2. Resource mobilization or acquisition

The most common of all intervention activities is to seek goods or services needed by the client system. Resources may come from either formal systems (state, federal, or municipal programs, whose reason for being is to provide those resources) or informal systems (for example, family, friends, religious organization, or neighborhood entities). Generally, the use of informal systems is preferred, because usually formal systems are likely to give only limited help.

3. Advocacy

Related to resource acquisition is the process of working with or on behalf of the client system to acquire resources that would otherwise not be accessible. Often, in helping one client, the worker helps many who are in the same situation.
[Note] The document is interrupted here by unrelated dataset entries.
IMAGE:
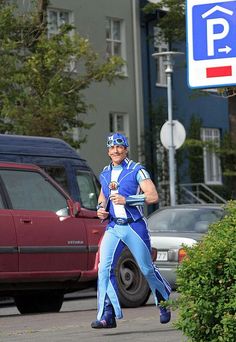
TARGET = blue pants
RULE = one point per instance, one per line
(136, 237)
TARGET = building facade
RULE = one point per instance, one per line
(112, 27)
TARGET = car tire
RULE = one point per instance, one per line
(39, 303)
(132, 286)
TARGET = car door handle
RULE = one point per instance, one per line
(25, 220)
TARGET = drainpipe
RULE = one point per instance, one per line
(137, 75)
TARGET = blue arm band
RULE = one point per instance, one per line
(134, 200)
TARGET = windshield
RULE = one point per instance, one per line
(88, 188)
(184, 220)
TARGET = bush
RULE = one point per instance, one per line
(206, 283)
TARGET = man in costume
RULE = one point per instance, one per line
(125, 188)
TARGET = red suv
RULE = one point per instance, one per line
(49, 243)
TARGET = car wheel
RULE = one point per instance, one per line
(133, 287)
(40, 302)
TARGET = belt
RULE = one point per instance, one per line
(122, 221)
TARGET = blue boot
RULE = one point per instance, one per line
(165, 315)
(107, 320)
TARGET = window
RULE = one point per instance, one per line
(31, 191)
(212, 166)
(115, 38)
(88, 188)
(160, 46)
(119, 123)
(58, 174)
(56, 18)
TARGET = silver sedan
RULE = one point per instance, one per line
(173, 227)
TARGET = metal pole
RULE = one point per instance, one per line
(169, 71)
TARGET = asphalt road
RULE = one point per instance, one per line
(72, 324)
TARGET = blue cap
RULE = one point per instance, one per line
(117, 139)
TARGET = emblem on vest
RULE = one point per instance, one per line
(113, 185)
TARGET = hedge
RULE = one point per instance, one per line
(206, 284)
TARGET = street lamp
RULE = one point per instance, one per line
(169, 71)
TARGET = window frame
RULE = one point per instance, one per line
(212, 175)
(112, 41)
(160, 46)
(113, 127)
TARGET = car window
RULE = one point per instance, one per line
(58, 173)
(88, 188)
(31, 191)
(184, 220)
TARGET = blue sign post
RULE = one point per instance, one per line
(211, 43)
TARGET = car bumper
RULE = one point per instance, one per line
(168, 272)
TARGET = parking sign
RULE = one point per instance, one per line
(211, 43)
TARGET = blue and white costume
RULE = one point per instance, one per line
(127, 226)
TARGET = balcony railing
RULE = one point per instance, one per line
(198, 193)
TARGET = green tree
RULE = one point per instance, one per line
(206, 283)
(42, 79)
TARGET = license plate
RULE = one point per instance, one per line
(162, 256)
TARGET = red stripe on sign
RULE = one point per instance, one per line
(219, 71)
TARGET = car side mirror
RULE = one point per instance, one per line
(76, 209)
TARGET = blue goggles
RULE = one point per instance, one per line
(117, 141)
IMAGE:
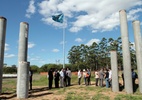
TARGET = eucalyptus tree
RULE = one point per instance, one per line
(133, 55)
(74, 55)
(93, 56)
(104, 52)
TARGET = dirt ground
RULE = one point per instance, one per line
(43, 93)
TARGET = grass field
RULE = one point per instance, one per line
(75, 92)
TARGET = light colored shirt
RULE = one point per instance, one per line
(96, 74)
(79, 74)
(69, 73)
(61, 74)
(110, 74)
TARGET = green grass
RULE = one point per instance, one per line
(128, 97)
(74, 92)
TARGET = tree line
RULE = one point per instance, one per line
(83, 56)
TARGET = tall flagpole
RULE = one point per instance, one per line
(63, 43)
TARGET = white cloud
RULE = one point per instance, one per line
(78, 40)
(9, 55)
(103, 16)
(6, 47)
(55, 50)
(31, 9)
(30, 45)
(92, 41)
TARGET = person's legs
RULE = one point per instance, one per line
(97, 81)
(30, 83)
(107, 82)
(79, 81)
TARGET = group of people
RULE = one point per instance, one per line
(100, 76)
(134, 77)
(86, 76)
(63, 76)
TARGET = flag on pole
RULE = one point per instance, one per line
(58, 18)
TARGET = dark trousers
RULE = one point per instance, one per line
(101, 82)
(56, 83)
(133, 83)
(30, 83)
(69, 81)
(79, 79)
(50, 83)
(97, 79)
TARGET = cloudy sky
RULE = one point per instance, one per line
(85, 21)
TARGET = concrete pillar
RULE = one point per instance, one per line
(22, 52)
(126, 52)
(23, 41)
(114, 68)
(24, 80)
(2, 46)
(138, 46)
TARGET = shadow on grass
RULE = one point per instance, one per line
(10, 95)
(121, 87)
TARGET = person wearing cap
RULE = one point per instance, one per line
(84, 76)
(79, 76)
For example, suppose that a client both needs and wants to work but the public transportation routes do not reach her neighborhood. If a worker worked with the system to modify the route so that public transportation became a viable option for the client, then the client would benefit—as would everyone else who lived in that neighborhood who had no other means of transportation. In Mrs. Washburn’s case, there may be a need for additional financial supports to help older adults on fixed incomes.

4. Support

Clients are most likely to work toward change when they perceive a payoff at the end of the process. To maintain that optimism, the worker must be supportive and encouraging and be able to frame setbacks as an inevitable part of the process. The message should always be that clients will be successful, with perseverance.

My Intervene Tasks

Task 1

Begin your intervention by defining Carla Washburn’s goals and needs in the order of their importance and the speed with which they can be accomplished (it is important to your work with Ms. Washburn that you meet with at least one success early in the process. Empowerment theory suggests that this will propel her to accomplish the more difficult goals)

Task 2

Develop a cohesive plan of action for this client that will factor in the tasks the client will have to accomplish as well as those the social worker will have to complete in order to reach the client’s goals.

Task 3

A critical piece of your work is the mobilization of people, places, and resources that will help Ms. Washburn reach the goals you have defined together. Using the ecomap tool and symbols, diagram these new coalitions.